Sharon Olds (Born 1942) is known for the bluntness in her poetry. Raised Calvinist but fully atheist, one will quickly realize that there is an aggressive opposition to the religious and socially acceptable standards. Where this is admirable to a point, especially in poetic works where one strives to go beyond that of the common man and definitively wants to get beyond the standards of the “progressive” world, her works tend to teeter on an edge of vulgarity that leave the reader wondering “what is the point in this?”.
The Ugliness of Life
Sharon Olds makes no attempt to ease the reader into the turmoil’s of her life. Quite to the contrary her life is presented. The reader finds that they are thrown, sometimes quite forcibly upon the stones of abuse, fear, loss, and sexuality. The advantage to such bluntness is that the reader is given the same experience as the writer in that they do not have a choice but to experience the emotion head on and in all its ugliness. This therefore allows for the reader to have a crisper grasp of the emotion which is presented in poetic form.

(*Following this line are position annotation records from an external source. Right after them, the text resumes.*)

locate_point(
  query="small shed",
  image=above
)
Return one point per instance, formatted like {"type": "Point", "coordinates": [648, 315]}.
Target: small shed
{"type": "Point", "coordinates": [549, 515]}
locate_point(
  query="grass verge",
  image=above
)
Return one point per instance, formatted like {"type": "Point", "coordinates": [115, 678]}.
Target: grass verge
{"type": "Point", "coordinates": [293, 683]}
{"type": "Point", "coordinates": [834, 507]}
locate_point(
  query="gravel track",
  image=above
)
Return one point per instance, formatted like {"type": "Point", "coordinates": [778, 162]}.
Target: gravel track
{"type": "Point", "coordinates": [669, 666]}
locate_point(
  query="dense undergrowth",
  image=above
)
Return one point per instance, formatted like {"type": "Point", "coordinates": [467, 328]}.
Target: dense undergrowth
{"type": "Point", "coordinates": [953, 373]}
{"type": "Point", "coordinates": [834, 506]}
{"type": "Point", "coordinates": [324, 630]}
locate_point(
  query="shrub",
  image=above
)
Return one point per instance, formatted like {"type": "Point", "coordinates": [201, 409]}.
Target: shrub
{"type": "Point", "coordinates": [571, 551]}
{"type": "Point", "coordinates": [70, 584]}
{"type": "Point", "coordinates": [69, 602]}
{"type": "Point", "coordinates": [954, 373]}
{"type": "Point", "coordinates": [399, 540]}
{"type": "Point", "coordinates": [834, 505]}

The negative in the presentation is that there are those which would take such bluntness as being crude to the point of being non-poetic. I am quite sure that those which would address such to the poet would be met with her credentials and recognition as being the poet Laureate for 1998-2000 for the state of New York. Yet, these readers do pose a point which needs to be addressed. Is the work of Sharon Olds poetic or just a good literary rant? Due to the structure of the work as well as the overall rhyme oration of the works when recited (though there is no clear rhyme scheme to her work), the works are poetic. Whether one agrees with the content is left to personal convictions.

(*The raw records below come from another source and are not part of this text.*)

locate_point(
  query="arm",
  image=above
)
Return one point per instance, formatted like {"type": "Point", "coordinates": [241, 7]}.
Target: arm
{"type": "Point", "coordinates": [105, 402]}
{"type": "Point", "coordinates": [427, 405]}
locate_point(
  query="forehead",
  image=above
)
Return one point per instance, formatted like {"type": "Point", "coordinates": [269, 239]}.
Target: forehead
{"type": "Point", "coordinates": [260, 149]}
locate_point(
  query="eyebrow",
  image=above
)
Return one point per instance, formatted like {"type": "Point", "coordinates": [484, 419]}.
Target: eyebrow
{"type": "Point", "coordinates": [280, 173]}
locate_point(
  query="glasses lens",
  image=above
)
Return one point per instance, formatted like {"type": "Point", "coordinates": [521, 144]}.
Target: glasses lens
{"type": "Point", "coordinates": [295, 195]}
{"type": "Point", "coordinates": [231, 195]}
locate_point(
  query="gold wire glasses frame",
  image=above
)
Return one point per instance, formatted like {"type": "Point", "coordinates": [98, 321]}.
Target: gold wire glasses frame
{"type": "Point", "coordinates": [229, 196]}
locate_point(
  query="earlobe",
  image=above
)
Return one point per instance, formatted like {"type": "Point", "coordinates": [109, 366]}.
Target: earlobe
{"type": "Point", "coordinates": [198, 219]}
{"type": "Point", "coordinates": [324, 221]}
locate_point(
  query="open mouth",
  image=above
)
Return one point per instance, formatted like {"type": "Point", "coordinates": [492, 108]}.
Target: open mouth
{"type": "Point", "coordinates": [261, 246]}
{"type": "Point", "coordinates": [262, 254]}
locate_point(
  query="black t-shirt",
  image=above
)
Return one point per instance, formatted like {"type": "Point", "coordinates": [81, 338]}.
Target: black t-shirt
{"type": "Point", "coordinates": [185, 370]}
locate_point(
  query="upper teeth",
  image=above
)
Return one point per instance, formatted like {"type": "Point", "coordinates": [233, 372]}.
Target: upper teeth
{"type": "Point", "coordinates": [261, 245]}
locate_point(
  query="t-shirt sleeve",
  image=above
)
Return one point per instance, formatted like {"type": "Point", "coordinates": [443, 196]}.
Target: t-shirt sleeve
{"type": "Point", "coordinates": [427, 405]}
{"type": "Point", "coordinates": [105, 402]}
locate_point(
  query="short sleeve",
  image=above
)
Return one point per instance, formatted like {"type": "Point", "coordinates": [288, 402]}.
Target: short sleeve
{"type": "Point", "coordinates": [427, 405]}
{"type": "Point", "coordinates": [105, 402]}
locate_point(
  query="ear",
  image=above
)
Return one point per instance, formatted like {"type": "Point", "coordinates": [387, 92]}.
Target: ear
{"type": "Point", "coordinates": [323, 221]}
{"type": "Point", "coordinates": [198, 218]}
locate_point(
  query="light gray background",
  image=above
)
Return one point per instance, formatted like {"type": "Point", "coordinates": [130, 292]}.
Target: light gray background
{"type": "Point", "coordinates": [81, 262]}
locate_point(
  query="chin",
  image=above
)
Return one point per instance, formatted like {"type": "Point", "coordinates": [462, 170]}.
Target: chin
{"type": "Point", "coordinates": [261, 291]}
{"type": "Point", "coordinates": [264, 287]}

One of the leading factors, I believe, in Sharon Olds popularity as a modern poet is her feminist sexuality. By this it is meant that Sharon Olds addresses sexuality only from the perspective of the female. Such would tend to make since given that she is a member of that sex. Even so, the manner in which sexuality is addressed is skewed so that the woman generally has the upper hand. It does need to be acknowledged that there are a great deal of neutral sexual poems where one could argue that the main character is either male or female (or both interchangeable) such as in Sex Without Love where she compares casual sex to those n a marathon race trying to beat their last record.
Here one can see that either sex could be represented. However, this is not the norm within her work as one can see from works such as in True Love and After Making Love in Winter that the character is definitely female.
Though Sharon Olds has stated that there was an apology from her mother later in life, her poetic works tend to still show that there is an unresolved wound which refuses to be healed. Like a ghastly wound whose surface scab is continually plucked and left to ooze, so is the bitterness to be found within her poetry on life and the experiences of life.
One can certainly understand the usefulness in having a literary outlet in which to focus the frustrations and the traumas of one’s life. Yet, one has to ask if such experiences have been duly noted and expressed completely? If so why has there not been a shift in the tones within her works. Even Dickinson (for whom Sharon Olds studied for a PHD) changed her tone somewhat during the course of life.
Sharon Olds has stated that she wants the freedom of the modern poet without the restraints to form that the classic poets were limited to. However, I would venture to say that the freedom and the structure of her poetry has taken a format as one can see throughout her poems. Where they are interesting to read, the poems tend to have the same narrative structure to be found throughout, all centered around the base tangent of unresolved issues or sex.
It is not being stated that the poet is not at peace with her own life, but rather that her market and targeted audience has been left in a state of unresolved conflict. There does seem to be a slight shift, though very subtle towards a more calming end. These are especially true in her poems on sexuality where the crispness of the knife has been somewhat dulled allowing the reader to enjoy the sensations of the poet rather than feel the victim of some erotic poetic groping.
Poems of purpose
Whether you like Sharon Olds’s works or not, the fact remains that she still poses a very dominant presence in the modern poetic world. She has over 100 published works and has received countless awards for her poetry. Though the content may be hard to swallow for some, it would appear that there are a great many who would love to fix a buffet of her works.
It would be wise for any poetic scholar to at least sample the work of Sharon Olds and look upon it not with a cynical eye, but with a mind that there is to be some truth revealed about life which most would not attempt to address. If one does so, then the poetry will reveal why it is still so popular.